KASP Records 57671, 69:38 (Distrib. www.kasprecords.com) ****:
In the annals of great Schumann interpretation, we recall Geza Anda, Artur Rubinstein, Yves Nat, Robert Casadesus, and Wilhelm Kempff, too often forgetting Swiss Adrian Aeschbacher (1912-2002), a pupil of Artur Schnabel whose excellent work with Edwin Fischer and Wilhelm Furtwaengler remains precious to collectors and connoisseurs. Pianist-producer Donald Isler has gained permission from DGG to reissue several splendid 1950s LPs, herein remastered by Joseph Patrych in warm, jeweled sound.

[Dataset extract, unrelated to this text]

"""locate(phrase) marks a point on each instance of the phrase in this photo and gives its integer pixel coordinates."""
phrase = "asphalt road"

Aeschbacher opens with the Three Romances, Op. 28, of which the second in F Sharp Major holds an honored place, as it is written on three staves, possibly to indicate the presence of father Wieck having come betwixt the star-crossed Robert and Clara. The third of the Romances displays Aeschbacher’s penchant for quick tempos, sharp attacks, as well as a lovely legato. The 1837 set of Dances of Davids-League occupies the major portion of the disc, a set of eighteen “tempi of initiation” against the forces of anti-intellectual dissolution. Virile, liquid, and imaginatively phrased, each of the pieces offers something of Aeschbacher’s spirited personality. The slow sections offer poetic intimacy of a pearly, nervous nature, the Schumann capacity for anxious obsession never far from the surface.
The recital ends with the Six Moments Musicaux of Schubert, impromptus if you will, each offering an opportunity for strength, suppleness of tone, and delicacy of harmonic modulation. Aeschbacher makes noble sense of the second of the set, Moderato, whose middle section in F Sharp Minor sings with exalted nostalgia. The little F Minor dances fleetly without affectation. The C Sharp Minor runs a bit fast, a gurgling freshet with aspirations to be Bach. The second F Minor gains militant momentum quickly, then manages to dance fleetly before its stormy, abbreviated opening returns. The last of the set Isler calls “oracular” in his program notes. If so, it is the disarmingly innocuous plainchant we hear in Blake’s poetry, the revelation of otherwise commonplace. Highly recommended to all serious collectors of piano performance.